Hair Loss during Cancer Treatment
Many chemotherapies can cause hair loss or thinning, just like Salas’ did, and this can be an incredibly distressing side effect for some. It’s important to speak with your doctor about any personal issues that may be caused by treatment side effects including the loss or thinning of your hair. To help patients cope with hair loss, a doctor or nurse may be able to recommend a local wig-maker or other resources that can help slow down the process.
Hair loss typically begins about three to four weeks after a woman begins chemotherapy and continues throughout treatment. Woman can expect regrowth around four to six weeks after they complete treatment, but some patients may experience some changes to hair color and texture when it begins growing back. Keep in mind that the hair loss associated with chemo is temporary – just look at Salas’ lovely ‘do!

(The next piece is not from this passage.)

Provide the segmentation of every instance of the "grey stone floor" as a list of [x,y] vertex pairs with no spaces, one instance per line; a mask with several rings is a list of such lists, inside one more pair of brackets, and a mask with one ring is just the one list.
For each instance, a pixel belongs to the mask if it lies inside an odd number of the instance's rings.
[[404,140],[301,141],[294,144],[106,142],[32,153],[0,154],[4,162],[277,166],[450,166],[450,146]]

Prioritizing your mental health and doing whatever will make you the happiest is of the utmost importance when undergoing cancer treatment. And whether you decide to rock a bald head or go out with a fun wig, there are no right or wrong answers.
Take San Jose resident Teri Chow, for example. Chow was 44 years old when she was diagnosed with ovarian cancer. She knew she would lose her hair during chemotherapy, and she even tried to prepare her family for the change by cutting her long locks into a short bob. In a previous interview with SurvivorNet, she explained the process and how she decided to cope with the side effect.

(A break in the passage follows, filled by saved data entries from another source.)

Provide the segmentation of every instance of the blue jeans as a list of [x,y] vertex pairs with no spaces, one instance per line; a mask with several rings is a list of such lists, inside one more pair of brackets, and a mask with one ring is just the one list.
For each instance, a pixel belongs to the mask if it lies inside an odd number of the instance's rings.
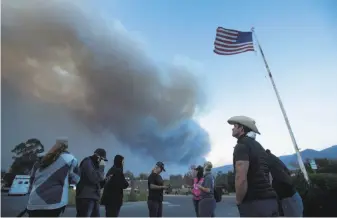
[[281,200],[284,216],[286,217],[302,217],[303,216],[303,202],[301,196],[296,192],[290,198]]

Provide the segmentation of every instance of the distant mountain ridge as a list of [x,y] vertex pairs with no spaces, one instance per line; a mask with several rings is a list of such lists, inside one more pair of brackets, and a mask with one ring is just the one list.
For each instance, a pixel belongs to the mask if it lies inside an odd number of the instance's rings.
[[[305,149],[301,151],[300,153],[301,153],[303,161],[306,161],[307,159],[313,159],[313,158],[337,159],[337,145],[333,145],[321,151],[316,151],[314,149]],[[279,158],[283,161],[283,163],[289,169],[294,169],[294,166],[292,166],[292,163],[297,162],[296,154],[284,155],[284,156],[280,156]],[[213,172],[221,171],[223,173],[227,173],[228,171],[232,171],[232,170],[233,170],[233,165],[225,165],[222,167],[214,168]]]

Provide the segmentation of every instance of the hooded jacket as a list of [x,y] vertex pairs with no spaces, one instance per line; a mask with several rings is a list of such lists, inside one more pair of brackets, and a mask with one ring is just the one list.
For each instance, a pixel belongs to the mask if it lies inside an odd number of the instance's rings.
[[296,193],[290,172],[285,164],[274,154],[268,154],[268,164],[273,177],[272,185],[279,199],[290,198]]
[[76,186],[76,199],[99,200],[105,184],[104,166],[99,166],[95,155],[86,157],[80,163],[81,179]]
[[123,203],[123,189],[129,186],[123,173],[124,157],[116,155],[114,158],[114,165],[109,169],[106,176],[110,176],[109,181],[104,186],[103,196],[101,199],[102,205],[122,204]]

“I think it was shortly after the second round of chemo, so that would’ve been about four weeks after starting chemo, [my hair] started to fall out,” Chow says. “It was coming out in the shower [and] it was coming out just combing [my] hair.”
Some women choose to shave their heads right away so they don’t have to watch their hair fall out, but Chow decided to start wearing a wig immediately. She even looks back on that time in her life with some humor. Se would often laugh because many people didn’t even realize she was wearing a wig.

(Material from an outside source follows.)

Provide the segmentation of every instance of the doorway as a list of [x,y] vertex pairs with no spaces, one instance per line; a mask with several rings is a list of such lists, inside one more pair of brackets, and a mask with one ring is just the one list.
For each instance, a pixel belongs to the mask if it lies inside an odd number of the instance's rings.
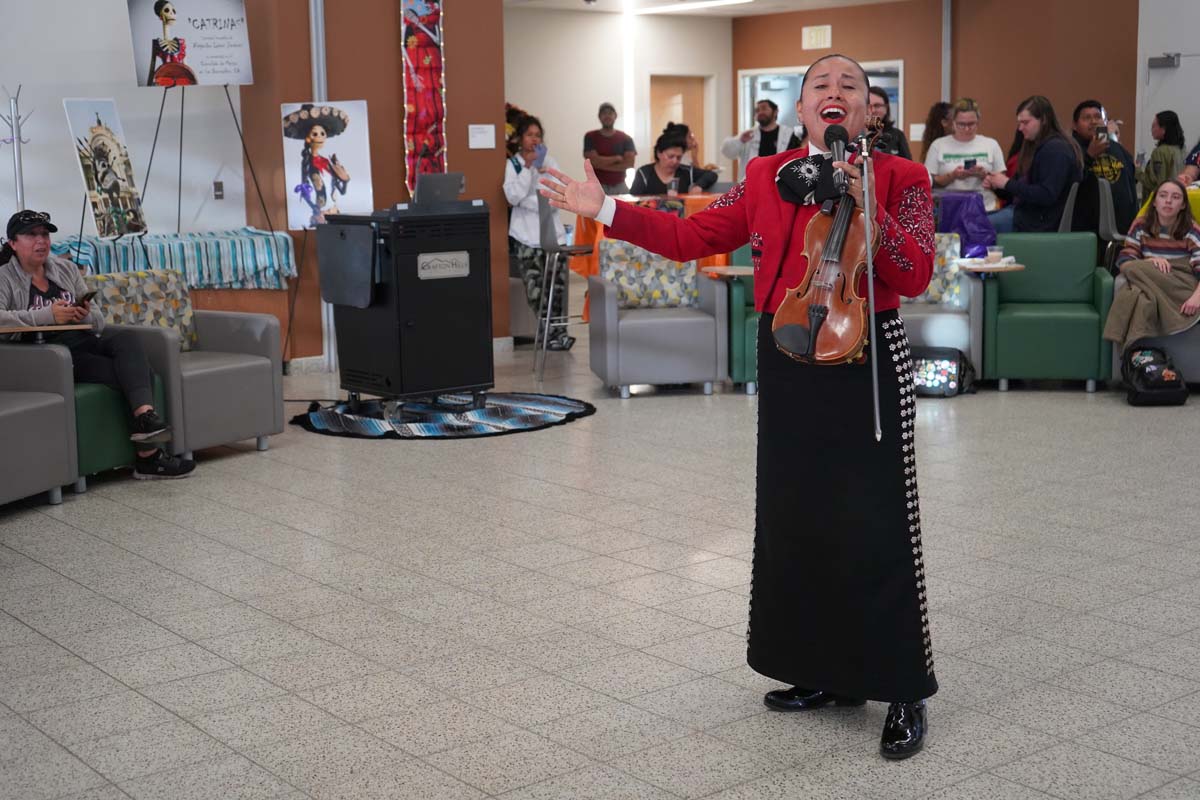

“The other moms at the school didn’t realized that I was going through this, and they’d compliment me on the wig and not knowing it was wig,” Chow laughs. “I made the mistake to somebody I thought knew. I went, ‘Oh, thank you,’ And I moved the wig forward and she freaked out [and I was] like, ‘Sorry, sorry, I thought you knew!’”
Then when her hair eventually started to grow back, Chow decided to switch things up and ditch the wig. She visited a hair dresser who transformed her short, curly, gray locks into a whole new look with a straightener and some dye.
And while Chow may have handled the hair loss journey with a bit more laughter than some, it’s important to know that everyone’s experience is individual. Feeling upset over losing your hair is very common and a completely warranted emotion.
Experts tell SurvivorNet that grieving over a cancer diagnosis often represents the end of them being a “healthy person.” They encourage patients to feel through those emotions because the grief can be a crucial step to accepting the new normal and being able to push through treatment. After grieving the initial shock of hair loss, it might be easier to accept and find some positivity from there.
“I help patients acknowledge their grief so they can move on. I think the more we try to push [those feelings] away and say, ‘Oh, it doesn’t matter,’ it tends to stick around a little longer,” says Laurie Ostacher, a medical social worker at Sutter Bay Medical Foundation in the Bay Area. “If [a woman] seems like she’s having trouble moving on, we explore [that too].”